Not really. The interaction is the difference in the treatment effect between the genotypes.
It's not the same as intersecting a set of genes with small p-values from pairwise comparisons.
Interaction models are complicated, so you might benefit from speaking to a local statistician who can explain this, or looking up in a statistics reference, to understand what the results table represents.
"3. In fact, I can’t quite catch which groups are compared by the argument ”contrast=c("treatment","T","U") ."
This compares treated samples for genotype W with untreated samples for genotype W.
"4. I wonder when clustering, whether should gene length be taken into account? If so, is it reasonable to do the rpkm on the transformed data?"
Dividing out a common gene length (or subtracting out from the log counts) will have no effect on sample clustering. Dividing out gene length for clustering genes might make more sense, but we often go a step further and just center the data along the genes, to look for common patterns regardless of the range of counts (whether due to length or expression strength).
Note that v1.2 is 1 year old and 2 releases behind the current v1.6. We recommend you use the current version of Bioconductor.
It is really kind of you.
I’m sorry sometimes I might just have some misunderstandings in English.
Could you possible help me to answer these three more questions?
If a gene A was differential expression between WT and WU, and A also show differential between MT and MU, which result (result1, result2, result3 or none of the three) will only contain genes of that kind.
If a gene B show differential expression between WT and WU, but not between MT and MU, which result (result1, result2, result3 or none of the three) will only contain genes of that kind.
If a gene B show differential expression between MT and MU, but not between WT and WU, which result (result1, result2, result3 or none of the three) will only contain genes of that kind.
If these were answered, I think I will catch it…
Thanks a lot
these can't be answered so simply, because the size of the differential expression (the log fold change) matters here.
the tables you defined above are:
(1) interaction term, (2) treatment effect in W, (3) treatment effect in M
with enough statistical power, you would generally expect small p-values for these tables:
So you see, (1) will have small p-values in a number of cases. Note that these are general trends, and not hard rules. This does not mean that (1) will have small p-value whenever (2) has p-value < alpha and (3) has p-value > alpha. It's not determined like this.

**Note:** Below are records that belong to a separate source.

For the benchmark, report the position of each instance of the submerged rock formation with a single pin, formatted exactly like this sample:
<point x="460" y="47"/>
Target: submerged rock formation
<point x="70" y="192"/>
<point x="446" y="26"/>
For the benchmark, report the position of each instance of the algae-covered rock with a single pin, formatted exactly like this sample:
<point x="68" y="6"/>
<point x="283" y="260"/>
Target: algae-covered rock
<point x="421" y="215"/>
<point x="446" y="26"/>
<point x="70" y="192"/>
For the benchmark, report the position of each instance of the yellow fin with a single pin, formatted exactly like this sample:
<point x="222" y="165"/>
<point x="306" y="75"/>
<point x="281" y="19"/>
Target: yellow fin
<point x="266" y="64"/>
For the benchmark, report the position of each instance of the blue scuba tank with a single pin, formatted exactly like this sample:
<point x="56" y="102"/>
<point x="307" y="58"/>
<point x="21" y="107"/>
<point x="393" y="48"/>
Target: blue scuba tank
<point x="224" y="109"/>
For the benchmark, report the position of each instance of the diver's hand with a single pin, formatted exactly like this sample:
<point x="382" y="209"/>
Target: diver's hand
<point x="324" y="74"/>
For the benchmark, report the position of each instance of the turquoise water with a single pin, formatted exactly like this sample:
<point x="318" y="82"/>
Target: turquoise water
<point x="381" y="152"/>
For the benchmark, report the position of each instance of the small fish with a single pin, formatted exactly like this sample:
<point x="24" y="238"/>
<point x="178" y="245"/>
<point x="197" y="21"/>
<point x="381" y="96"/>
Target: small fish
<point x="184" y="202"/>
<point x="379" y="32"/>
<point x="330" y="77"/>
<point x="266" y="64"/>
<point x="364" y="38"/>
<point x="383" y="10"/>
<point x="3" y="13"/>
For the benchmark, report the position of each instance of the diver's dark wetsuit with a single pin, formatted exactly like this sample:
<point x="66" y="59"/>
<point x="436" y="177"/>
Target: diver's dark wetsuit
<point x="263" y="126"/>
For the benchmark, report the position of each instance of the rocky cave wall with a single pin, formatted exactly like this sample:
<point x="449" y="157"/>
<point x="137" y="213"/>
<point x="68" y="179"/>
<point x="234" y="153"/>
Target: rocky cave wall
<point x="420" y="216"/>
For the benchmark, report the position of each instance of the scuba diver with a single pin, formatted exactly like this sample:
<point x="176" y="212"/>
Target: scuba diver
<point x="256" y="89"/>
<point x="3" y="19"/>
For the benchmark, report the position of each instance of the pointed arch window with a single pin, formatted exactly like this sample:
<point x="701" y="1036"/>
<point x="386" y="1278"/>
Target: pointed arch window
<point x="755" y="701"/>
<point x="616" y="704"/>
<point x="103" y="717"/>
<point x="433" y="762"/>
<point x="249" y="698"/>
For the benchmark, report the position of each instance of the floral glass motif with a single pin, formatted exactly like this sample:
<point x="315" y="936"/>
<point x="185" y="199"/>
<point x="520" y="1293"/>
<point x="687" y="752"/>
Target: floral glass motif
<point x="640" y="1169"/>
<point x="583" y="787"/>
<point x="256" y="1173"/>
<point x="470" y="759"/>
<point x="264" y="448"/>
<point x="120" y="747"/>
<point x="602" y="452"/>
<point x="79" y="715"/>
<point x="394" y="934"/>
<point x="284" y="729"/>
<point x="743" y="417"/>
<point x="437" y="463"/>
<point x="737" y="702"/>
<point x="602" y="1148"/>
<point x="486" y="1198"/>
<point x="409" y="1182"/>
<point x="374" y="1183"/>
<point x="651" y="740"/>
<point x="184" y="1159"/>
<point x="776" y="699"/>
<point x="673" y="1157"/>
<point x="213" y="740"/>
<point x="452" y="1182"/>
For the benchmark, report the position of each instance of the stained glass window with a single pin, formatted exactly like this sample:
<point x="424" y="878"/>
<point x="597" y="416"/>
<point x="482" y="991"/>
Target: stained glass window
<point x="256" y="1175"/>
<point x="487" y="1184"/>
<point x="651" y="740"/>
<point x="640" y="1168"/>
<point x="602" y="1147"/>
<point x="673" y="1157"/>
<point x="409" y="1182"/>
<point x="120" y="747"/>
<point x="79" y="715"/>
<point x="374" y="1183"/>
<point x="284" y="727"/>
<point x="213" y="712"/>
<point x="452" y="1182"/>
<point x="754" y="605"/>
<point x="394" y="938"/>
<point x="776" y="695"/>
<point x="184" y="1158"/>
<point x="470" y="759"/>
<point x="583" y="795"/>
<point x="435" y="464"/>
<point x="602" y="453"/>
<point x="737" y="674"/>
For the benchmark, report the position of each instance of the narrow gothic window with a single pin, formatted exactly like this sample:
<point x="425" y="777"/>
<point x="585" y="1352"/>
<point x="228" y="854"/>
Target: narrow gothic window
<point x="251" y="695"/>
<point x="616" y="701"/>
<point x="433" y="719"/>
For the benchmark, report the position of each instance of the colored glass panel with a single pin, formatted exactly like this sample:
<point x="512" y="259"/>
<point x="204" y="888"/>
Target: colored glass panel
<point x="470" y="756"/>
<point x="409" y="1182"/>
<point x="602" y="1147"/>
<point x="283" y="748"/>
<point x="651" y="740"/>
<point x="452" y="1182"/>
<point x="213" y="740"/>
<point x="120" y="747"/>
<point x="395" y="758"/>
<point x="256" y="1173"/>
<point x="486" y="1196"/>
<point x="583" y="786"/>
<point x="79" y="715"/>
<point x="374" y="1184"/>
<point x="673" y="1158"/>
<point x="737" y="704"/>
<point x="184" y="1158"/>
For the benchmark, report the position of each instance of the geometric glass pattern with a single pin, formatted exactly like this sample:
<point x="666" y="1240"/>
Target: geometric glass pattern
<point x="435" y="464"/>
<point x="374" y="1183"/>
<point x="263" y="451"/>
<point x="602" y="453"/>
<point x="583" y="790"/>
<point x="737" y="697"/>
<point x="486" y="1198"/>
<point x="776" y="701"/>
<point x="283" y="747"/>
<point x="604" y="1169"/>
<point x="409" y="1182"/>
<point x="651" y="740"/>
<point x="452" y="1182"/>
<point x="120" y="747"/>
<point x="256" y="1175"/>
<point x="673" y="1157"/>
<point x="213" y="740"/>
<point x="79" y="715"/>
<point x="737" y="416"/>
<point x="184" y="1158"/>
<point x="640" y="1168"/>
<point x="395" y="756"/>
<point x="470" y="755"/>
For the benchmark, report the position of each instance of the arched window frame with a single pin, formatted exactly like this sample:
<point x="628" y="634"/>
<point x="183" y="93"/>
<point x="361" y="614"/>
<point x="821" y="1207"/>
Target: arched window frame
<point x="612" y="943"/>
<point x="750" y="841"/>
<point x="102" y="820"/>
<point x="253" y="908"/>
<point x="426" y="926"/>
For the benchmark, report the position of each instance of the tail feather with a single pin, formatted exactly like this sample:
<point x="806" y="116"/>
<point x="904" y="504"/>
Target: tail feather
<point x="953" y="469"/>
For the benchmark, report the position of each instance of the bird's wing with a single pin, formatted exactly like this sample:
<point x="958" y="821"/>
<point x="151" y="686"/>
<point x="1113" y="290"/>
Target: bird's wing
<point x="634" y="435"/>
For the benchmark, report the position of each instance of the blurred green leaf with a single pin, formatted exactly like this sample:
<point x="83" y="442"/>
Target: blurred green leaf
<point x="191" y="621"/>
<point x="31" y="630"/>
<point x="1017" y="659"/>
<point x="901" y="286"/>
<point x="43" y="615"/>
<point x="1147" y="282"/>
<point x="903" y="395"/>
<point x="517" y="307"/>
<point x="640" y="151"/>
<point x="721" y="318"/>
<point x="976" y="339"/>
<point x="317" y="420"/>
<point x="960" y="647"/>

I think I should update my statistic knowledge …
"if a gene is DE in W, but not in M: (2) and (1)
if a gene is DE in M, but not in W: (3) and (1)
if a gene is DE in W and M, but a different size of difference: (1), (2), (3)
if a gene is DE in W and M, and the same size of difference: (2) and (3) "
By checking the results I think I now understand it. It’s very kind of you to help me. Thank you very much!
Sorry to jump in here, but my question is similar enough that it doesn't really merit another thread. I'm interested in treatment effect in multiple genotypes, as above, but my treatment (and genotype) has more than two levels . There's a natural baseline for each treatment (U, T1, T2) , but not so for each genotype(W, U, V, Z). If I was working within limma, I'd have ~genotype/treatment-1 as my design, but I'm sticking with the
~a+b+a:b
format in DESeq2. I can see that for my 'arbitrary baseline' genotype W your second form of results would (and does) work, but for the other genotypes, I don't get any resultsNames with 'vs' in them, so I can't use the 3rd format directly. Iscontrast=list(c("treatmentT1", "genotypeV.treatmentT1")
the correct format for getting the T1 effect in genotype V, for example. Doesn't seem very natural, sorry, coming from a limma background.For your dataset, DESeq2 uses expanded model matrices (edit Oct 2015: note this no longer applies to current release v1.10), so that shrinkage is symmetric regardless of the way you order the factor levels of genotype or treatment. So you should use:
results(dds, contrast=list(c("treatmentT1", "genotypeV.treatmentT1"),c("treatmentU","genotypeV.treatmentU")))
for the T1 vs U effect for genotype V.